3. Invest in experiences and memories over stuff
Another golden rule? Spending on possessions may fill your closet and pantry, but spending on intangibles fills your soul. A great live performance is the first thing I know I spend money on without regret. It makes me happy.
I still have gratitude (the kind they try to jimmy out of you at Buddhist retreats) that I caught Kathryn Hunter’s frail, broken portrayal of King Lear — 20 years before Glenda Jackson’s recent West End performance in the same role — at London’s Leicester Haymarket theater in 1997.
Add to that Siân Phillips playing Marlene Dietrich in London’s Lyric Theatre on Shaftesbury Avenue that same year, or Annie Baker’s “Circle, Mirror, Transformation” at Playwrights Horizons in 2010 about a group of adults in an acting class. And Liza Minnelli singing “New York, New York” at the Palace in 2008. She was in fine fettle. It was worth every penny and I still think about it to this day. (One significant downside: I had to chase a lot of turkeys to find those performances.)
There’s a scientific (as well as an artistic) explanation for this kind of cultural enrichment that lasts decades, perhaps even a lifetime. Ryan Howell (no relation the aforementioned Howell), an associate professor of psychology at San Francisco State University, has spent a large portion of his career studying happiness and purchases, and writes a blog on the subject for Psychology Today.
His own studies, and many others, have shown that spending money on experiences rather than stuff can lead to a more lasting happiness. Revisiting the characters in my favorite series of books, the Mapp and Lucia series by E.F. Benson, makes me happy. I get to travel back to Britain between the wars. It’s hard to grow tired of these beautiful memories.
If you really need a Cinemascope-style LED television screen and Louis Vuitton shoes, don’t let me stop you. Certain people have more difficulty being happy. An hour a week on a psychologist’s sofa might not hurt in that case and would fit into Tatzel’s point on experiences.
“People who had greater materialistic values were more likely to buy experiential items for extrinsic reasons, such as showing off or impressing others,” Howell and his colleagues concluded from a 2013 laboratory study of 100 people. “This suggests that materialistic individuals may not feel happiness from experiences.”
Pets, people, plays and — finally — spend your money on planes, or rather the places they can take you. When I’m on my deathbed, I will never regret the time I traveled to a distant island paradise and floated in warm sea water as if I were in a movie, or a dream. I lay in a tent in Kruger National Park in South Africa in the dead of night listening to the orchestra of sounds from the wild.
Peering into the remains of The Sarajevo Tunnel that was used to transport food to the residents during the siege during the Bosnian War reminds me never to take a civilized society free of war for granted. Check out this guy who quit his job and spent a year traveling the world. He produced a five-minute video of his trip.

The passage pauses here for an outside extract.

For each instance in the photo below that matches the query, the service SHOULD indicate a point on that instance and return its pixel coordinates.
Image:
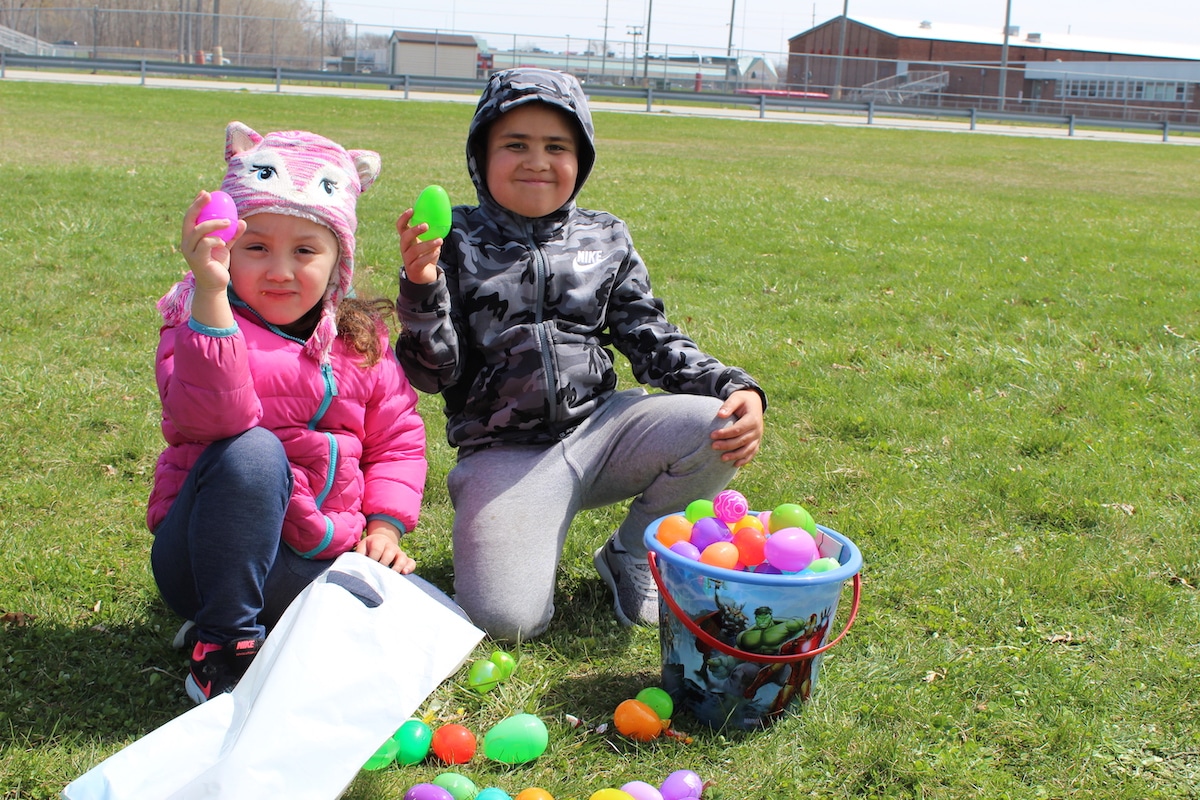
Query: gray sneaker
(635, 599)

Prolonged happiness can be gleaned from “experiential purchases” or “intangible experiences,” according to a recent book — “Consumption and Well-Being in the Material World” — by Miriam Tatzel, professor at the Empire State College in Nanuet, N.Y. Published in 2014, it analyzes decades of research on materialism and says dollars spent on intangible experiences such as travel leads to more happiness than splurging on tangible goods like jewelry, clothes, furniture or even the most sought-after electronic gadgets.